Iraq Oil Output Falls to 4 Million BPD in March After OPEC Cuts
BAGHDAD, March 30 (Reuters) - Iraq's oil production has averaged 4.464 million barrels per day (bpd) so far in March, a reduction of more than 300,000 bpd on levels before OPEC cuts were implemented from Jan. 1, state-oil marketer SOMO said on Thursday.
Average crude exports were 3.756 million bpd so far in March, down from 3.869 million bpd in February, SOMO director Falah al-Amiri told reporters in Baghdad, adding that the March figure included 515,000 bpd exported by the Kurdish region.
Iraq, OPEC's second biggest producer after Saudi Arabia, was 90 percent compliant with its share of OPEC cuts, he said.
Iraq's exports reached a record of more than 4 million bpd in November, just before the Organization of the Petroleum Exporting Countries announced its agreement to reduce output in the first six months of 2017.
Iraq exports most oil from its southern oil ports.

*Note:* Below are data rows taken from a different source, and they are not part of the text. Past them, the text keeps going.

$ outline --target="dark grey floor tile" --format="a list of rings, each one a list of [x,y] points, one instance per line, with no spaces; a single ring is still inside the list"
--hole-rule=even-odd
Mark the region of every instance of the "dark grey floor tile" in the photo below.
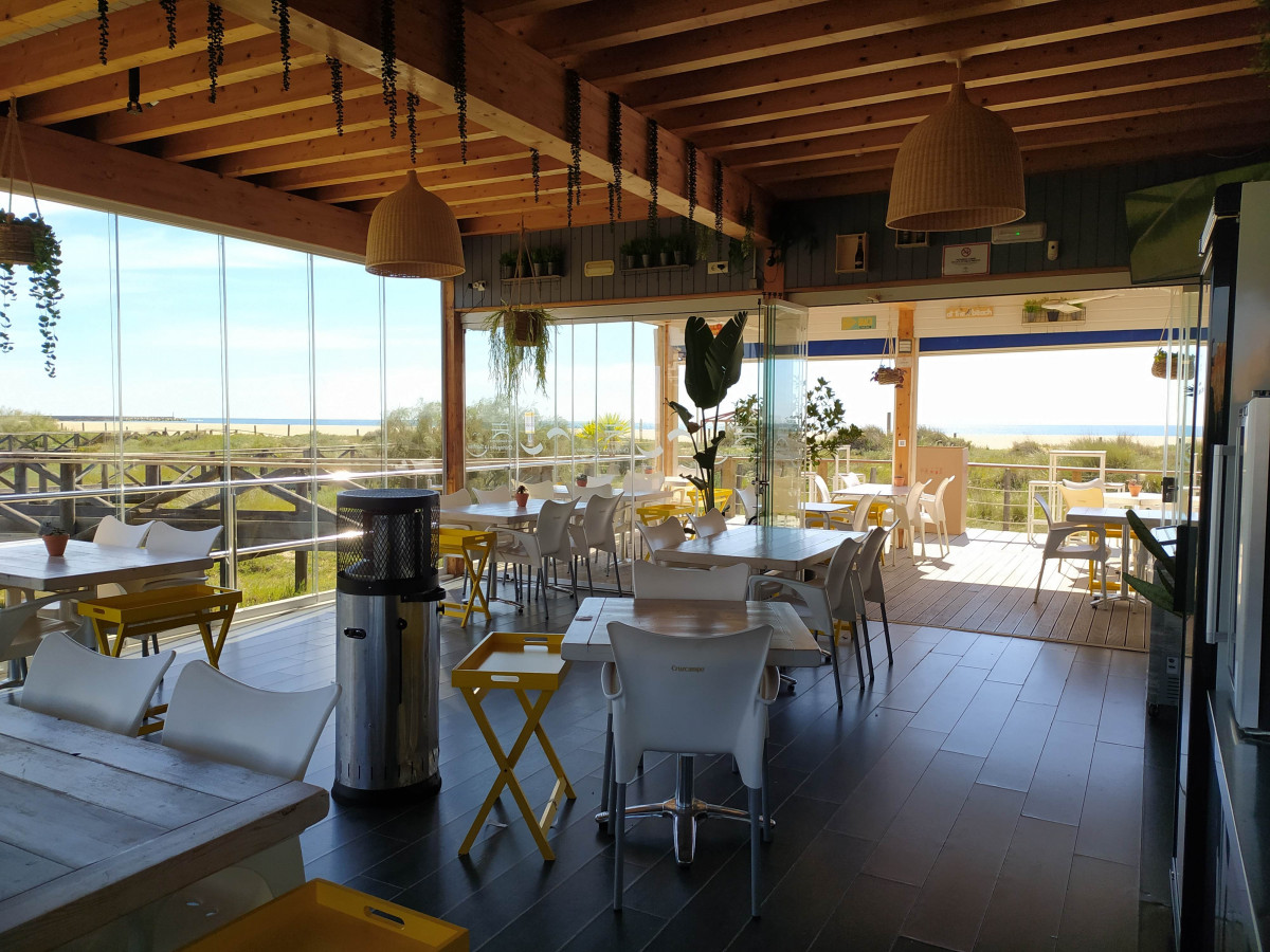
[[[956,726],[949,732],[944,750],[987,757],[992,751],[992,745],[997,743],[997,735],[1001,734],[1006,717],[1015,707],[1017,694],[1017,684],[983,682]]]
[[[979,773],[979,783],[1026,792],[1054,718],[1049,704],[1016,701]]]
[[[1095,727],[1054,721],[1041,750],[1024,815],[1076,826],[1085,806],[1085,787],[1093,759]]]
[[[916,896],[914,886],[861,873],[809,952],[888,952]]]
[[[1138,868],[1142,764],[1142,748],[1095,744],[1077,853]]]
[[[1019,823],[1024,795],[977,783],[904,920],[909,938],[970,949]]]
[[[1015,826],[977,952],[1053,949],[1063,916],[1076,830],[1024,816]]]
[[[1077,856],[1067,882],[1058,952],[1138,948],[1138,869]]]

Crude produced in the Kurdish autonomous region and the northern area of Kirkuk is taken by pipeline to Turkey's Ceyhan port on the Mediterranean Sea for export.
Kirkuk exports averaged 49,000 bpd so far in March, Amiri said. SOMO, which only handles foreign sales of crude produced in areas under central government control, exported 3.269 million bpd on average in February and 3.320 million bpd in January, Oil Ministry figures published on March 9 showed. The numbers exclude the Kurdish area.